Gravity and its effect on electrons

Question

If gravity pulls everything downward why do electrons in a vertically held wire with a voltage across it not experience a downward pull?

Answer 1

An electron does feel a downward pull from the Earth. It's worth while getting a feel for how this pull compares with the electromagnetic forces it feels. To do this I'll compare two forces:

• the force the electron feels at the Earth's surface because the Earth is pulling on it gravitationally (this is just the weight of the electron, of course);
• the electrostatic force it would feel if the Earth was replaced by a proton at the centre of the Earth.

OK, so for the first of these we can work it out from first principles (I could cheat and just say that I know that $g\approx 10\,\mathrm{ms^{-2}}$ but I want to actually give the equations so you can see it).

What I will do, in both cases is assume Newton's shell theorem, which says that the effect of a spherically-symmetric distribution of mass, outside the distribution, is equivalent to a point mass at its centre.

So, for the gravitational force we can use Newton's law of gravity and the shell theorem to say that

$$F_G = -\frac{Gm_eM}{R^2}$$

Where $G$ is the gravitational constant, $m_e$ is the mass of an electron, $M$ is the mass of the Earth, $R$ is the radius of the Earth. Well, we can look up values for these things and we get

$$F_G \approx -9\times 10^{-30}\,\mathrm{N}$$

(And if you do the simpler calculation $m_e g$ you'll see that this is indeed right.)

So that's the force the electron feels due to the Earth's gravity. What's the electrostatic force it would feel due to a proton at the centre of the Earth? Well,

$$F_E = -\frac{1}{4\pi\epsilon_0}\frac{q_e q_e}{R^2}$$

Where $\epsilon_0$ is the permittivity of free space, $q_e$ is the charge on the electron (which is the same as the charge on the proton).

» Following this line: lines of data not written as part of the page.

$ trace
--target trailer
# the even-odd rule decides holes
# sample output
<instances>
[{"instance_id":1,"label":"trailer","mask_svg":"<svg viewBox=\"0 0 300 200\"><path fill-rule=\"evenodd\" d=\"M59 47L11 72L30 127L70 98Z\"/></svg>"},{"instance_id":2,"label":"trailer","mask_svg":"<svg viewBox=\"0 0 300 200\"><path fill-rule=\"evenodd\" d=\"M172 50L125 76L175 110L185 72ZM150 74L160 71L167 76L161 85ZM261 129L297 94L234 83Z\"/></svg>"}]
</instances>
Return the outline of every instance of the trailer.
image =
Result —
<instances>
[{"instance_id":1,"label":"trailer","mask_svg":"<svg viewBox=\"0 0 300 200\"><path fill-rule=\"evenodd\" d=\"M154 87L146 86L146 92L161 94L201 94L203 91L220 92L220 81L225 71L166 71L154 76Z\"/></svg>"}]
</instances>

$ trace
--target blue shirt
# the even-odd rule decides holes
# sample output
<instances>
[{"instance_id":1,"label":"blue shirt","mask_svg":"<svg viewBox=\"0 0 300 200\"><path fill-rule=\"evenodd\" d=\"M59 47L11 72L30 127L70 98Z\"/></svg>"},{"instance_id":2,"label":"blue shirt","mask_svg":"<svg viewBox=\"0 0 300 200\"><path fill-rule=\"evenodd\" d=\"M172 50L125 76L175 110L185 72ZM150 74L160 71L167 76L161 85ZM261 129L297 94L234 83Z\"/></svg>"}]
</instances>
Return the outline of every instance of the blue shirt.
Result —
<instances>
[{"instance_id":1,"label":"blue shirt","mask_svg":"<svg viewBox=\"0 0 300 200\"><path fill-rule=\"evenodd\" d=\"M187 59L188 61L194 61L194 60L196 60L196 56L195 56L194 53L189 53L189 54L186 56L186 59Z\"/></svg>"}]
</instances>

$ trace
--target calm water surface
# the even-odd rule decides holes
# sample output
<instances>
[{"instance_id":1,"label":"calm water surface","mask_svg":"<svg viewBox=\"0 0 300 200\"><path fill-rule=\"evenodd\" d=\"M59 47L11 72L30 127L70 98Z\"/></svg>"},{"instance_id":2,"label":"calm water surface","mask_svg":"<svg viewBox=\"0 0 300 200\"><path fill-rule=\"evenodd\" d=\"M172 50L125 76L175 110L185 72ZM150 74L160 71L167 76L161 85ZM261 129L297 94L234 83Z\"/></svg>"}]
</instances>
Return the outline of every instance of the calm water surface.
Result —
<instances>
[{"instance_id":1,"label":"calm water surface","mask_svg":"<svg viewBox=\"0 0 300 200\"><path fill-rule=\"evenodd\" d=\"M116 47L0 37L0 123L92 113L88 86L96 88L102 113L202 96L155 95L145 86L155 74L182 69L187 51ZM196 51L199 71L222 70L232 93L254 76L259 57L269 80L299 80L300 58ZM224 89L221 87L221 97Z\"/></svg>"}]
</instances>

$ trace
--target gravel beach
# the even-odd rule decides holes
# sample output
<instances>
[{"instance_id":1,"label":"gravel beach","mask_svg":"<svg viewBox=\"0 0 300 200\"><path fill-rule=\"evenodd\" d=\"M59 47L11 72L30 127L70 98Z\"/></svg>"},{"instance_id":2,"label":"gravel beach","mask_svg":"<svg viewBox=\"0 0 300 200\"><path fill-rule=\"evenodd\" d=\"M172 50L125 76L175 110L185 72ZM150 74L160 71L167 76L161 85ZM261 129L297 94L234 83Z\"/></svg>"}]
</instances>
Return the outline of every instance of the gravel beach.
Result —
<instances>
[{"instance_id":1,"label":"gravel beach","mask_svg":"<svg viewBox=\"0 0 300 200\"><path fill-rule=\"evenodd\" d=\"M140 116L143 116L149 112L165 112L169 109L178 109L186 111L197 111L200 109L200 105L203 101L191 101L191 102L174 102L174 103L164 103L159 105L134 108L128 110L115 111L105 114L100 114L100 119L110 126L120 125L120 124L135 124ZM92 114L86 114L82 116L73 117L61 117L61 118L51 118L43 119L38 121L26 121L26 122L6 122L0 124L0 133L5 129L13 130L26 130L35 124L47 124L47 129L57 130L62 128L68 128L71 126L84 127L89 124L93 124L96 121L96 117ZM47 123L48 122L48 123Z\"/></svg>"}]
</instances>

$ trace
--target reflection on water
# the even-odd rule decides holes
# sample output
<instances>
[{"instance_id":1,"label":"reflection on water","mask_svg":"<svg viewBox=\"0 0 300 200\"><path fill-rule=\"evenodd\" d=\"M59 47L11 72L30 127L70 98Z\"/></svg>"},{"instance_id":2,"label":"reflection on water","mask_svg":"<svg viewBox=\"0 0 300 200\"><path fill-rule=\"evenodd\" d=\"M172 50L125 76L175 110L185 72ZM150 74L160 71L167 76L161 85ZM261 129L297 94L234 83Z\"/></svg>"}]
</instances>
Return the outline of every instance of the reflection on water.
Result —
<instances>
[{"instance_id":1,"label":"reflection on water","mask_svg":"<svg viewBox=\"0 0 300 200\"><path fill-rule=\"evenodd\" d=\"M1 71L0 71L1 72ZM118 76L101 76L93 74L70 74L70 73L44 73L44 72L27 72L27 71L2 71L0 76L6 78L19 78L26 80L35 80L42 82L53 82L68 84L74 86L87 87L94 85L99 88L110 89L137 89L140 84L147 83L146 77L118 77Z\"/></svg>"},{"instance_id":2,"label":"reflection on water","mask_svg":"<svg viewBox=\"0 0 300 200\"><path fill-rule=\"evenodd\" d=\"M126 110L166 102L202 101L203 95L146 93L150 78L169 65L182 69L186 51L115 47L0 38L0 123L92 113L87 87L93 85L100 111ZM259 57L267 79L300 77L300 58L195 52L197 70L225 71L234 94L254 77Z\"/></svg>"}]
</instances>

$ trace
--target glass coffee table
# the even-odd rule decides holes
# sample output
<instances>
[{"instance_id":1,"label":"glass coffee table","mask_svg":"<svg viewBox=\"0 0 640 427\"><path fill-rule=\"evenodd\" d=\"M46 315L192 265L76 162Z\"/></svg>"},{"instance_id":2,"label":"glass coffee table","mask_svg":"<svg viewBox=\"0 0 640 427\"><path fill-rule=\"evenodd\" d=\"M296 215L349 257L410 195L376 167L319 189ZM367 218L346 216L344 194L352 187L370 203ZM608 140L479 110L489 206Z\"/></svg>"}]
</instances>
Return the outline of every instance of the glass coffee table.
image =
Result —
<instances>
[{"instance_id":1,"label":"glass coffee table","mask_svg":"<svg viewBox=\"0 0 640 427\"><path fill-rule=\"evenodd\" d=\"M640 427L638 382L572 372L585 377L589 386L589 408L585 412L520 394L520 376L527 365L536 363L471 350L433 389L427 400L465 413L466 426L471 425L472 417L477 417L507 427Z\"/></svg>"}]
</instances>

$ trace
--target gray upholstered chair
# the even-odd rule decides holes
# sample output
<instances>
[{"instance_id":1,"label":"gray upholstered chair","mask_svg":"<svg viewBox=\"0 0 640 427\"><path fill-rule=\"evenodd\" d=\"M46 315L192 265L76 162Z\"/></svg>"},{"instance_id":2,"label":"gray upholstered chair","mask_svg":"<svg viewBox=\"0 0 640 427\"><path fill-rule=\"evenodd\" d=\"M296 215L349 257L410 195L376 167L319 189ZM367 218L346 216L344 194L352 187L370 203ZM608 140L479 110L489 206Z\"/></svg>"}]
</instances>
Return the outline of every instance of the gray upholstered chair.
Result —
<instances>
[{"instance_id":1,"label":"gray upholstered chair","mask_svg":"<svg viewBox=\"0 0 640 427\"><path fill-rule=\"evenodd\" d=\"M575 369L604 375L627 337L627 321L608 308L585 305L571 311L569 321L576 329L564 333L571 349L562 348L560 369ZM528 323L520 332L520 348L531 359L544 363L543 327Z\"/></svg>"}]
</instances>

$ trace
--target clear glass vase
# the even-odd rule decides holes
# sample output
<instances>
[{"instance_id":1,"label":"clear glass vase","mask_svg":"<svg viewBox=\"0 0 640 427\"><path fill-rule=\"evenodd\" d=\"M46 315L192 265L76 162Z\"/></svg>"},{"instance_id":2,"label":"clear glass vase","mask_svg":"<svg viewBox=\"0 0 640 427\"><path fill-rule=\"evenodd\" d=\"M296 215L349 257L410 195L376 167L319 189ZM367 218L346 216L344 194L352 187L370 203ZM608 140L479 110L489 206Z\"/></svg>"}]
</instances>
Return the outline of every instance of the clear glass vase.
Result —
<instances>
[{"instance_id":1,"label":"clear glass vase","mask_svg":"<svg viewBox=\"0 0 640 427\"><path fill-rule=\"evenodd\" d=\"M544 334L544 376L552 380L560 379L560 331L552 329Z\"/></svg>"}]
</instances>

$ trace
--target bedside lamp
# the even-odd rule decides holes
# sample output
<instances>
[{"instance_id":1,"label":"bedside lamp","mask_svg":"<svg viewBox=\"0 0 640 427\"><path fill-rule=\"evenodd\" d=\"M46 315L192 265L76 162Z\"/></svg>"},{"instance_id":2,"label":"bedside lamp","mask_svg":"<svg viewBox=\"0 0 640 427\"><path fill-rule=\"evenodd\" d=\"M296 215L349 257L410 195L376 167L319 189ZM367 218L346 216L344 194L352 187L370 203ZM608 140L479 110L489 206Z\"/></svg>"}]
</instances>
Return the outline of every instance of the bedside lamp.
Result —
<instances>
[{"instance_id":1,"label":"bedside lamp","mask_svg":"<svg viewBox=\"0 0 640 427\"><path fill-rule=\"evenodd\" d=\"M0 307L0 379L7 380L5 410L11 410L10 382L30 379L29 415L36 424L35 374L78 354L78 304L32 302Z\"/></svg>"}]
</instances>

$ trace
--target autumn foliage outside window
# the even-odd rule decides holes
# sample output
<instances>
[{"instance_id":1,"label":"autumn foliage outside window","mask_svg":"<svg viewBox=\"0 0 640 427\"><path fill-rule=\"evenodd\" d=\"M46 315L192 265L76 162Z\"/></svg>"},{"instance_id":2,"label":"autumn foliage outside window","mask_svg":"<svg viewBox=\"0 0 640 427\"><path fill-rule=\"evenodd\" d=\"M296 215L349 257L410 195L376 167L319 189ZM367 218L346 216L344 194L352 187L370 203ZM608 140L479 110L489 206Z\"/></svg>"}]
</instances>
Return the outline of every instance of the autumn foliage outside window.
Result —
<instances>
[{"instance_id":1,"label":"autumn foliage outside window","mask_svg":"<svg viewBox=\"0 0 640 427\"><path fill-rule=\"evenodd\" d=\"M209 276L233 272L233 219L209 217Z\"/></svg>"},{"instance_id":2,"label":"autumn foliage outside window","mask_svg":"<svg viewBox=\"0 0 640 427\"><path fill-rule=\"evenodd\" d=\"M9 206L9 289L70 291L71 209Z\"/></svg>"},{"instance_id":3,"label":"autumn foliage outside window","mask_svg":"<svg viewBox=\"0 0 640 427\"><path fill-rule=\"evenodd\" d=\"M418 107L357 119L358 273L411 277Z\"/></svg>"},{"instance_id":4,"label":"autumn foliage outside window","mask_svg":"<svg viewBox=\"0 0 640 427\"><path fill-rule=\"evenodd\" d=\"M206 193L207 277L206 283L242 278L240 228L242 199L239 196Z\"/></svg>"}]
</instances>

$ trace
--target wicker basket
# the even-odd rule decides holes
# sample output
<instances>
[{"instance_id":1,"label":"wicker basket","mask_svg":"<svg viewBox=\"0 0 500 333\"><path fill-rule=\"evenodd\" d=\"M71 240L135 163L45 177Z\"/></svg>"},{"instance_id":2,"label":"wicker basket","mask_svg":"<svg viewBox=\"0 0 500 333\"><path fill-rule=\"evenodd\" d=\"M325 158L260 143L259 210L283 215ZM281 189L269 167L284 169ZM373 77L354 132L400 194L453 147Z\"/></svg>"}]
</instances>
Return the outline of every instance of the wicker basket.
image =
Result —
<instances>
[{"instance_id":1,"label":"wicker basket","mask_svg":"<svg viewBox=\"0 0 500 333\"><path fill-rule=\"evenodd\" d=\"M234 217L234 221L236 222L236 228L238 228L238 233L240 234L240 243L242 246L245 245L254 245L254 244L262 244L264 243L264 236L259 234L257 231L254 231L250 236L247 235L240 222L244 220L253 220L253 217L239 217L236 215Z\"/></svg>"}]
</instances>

And we can look up the numbers again, and we get

$$F_E \approx -5.7\times 10^{-42}\,\mathrm{N}$$

Which is comfortably less: the gravitational pull on an electron from the entire Earth is indeed more than the electrostatic pull from a single proton at the centre of the Earth. It's more by about $1.6\times 10^{12}$.

Well, $1.6\times 10^{12}$ protons have a mass of about $2.6\times 10^{-15}\,\mathrm{kg}$: about 2.6 picograms.

So this means that, in order to exert an electrostatic force on the electron equal to the force exerted on it by the entire Earth, you would need about 2.6 picograms of protons at the centre of the Earth: a ratio of about $2.3\times 10^{39}$ (or 1.4 femtograms of electrons, a ratio of about $4.2\times 10^{42}$).

Gravity is really, really, weak.

Answer 2

First of all: the force exerted on something with the mass of an electron by gravity is really small.

Removing an electron from an electrically neutral conductor would mean there's suddenly energy there¹, and now another electron would try to absorb that, because it would be forced to by the electrical field of the local positive charge.

Furthermore, electrons are never at rest, but always are subject to extensive random motion and typically, oscillations; they thus sometimes approach each other, then get slowed down by the opposing electrical field of the other electron, and thus tend to fill the whole conductor. You can think of that much like the osmosis happening with solubles in water. (or of an electron gas)

Then, maybe you'd want to abandon the idea of the electron as something being a "small ball of little mass with a negative elementary charge". That's a useful understanding when you need to explain quantized current flows, and for easy understanding of basic chemistry, but it's an insufficient model for what happens with electrons in metals.

In metals, we consider electrons to be unlocated in the usual sense of location; they don't have a certain place at any time, but just a function that we can use to calculate a probability density of their place and/or energy. So, you never "pull" on a single electron with your gravity, but on all the electrons in a certain energy band; that's basically just a term in the potential in Schroedinger's equation, but compared to usual other effects (periodic structure of atoms in crystals, external electrical fields,…), gravity is so weak, that you can safely ignore it for most purposes.

Answer 3

I just wanted to add to Dampmaskin. The electric force between two electrons is $$K\frac{e^2}{d^2}$$ where $$K=9. 10^9$$. The gravitational force is $$\frac{Gm^2}{d^2}$$. The ratio of both gives $$Fg/Fe = G/K (m/e)^2 = \frac{6.67 10^-11}{9. 10^9}\frac{10^{-60}}{10^{-38}} = 10^{-40}$$ That is how small the gravitational force is compared with the electrical force.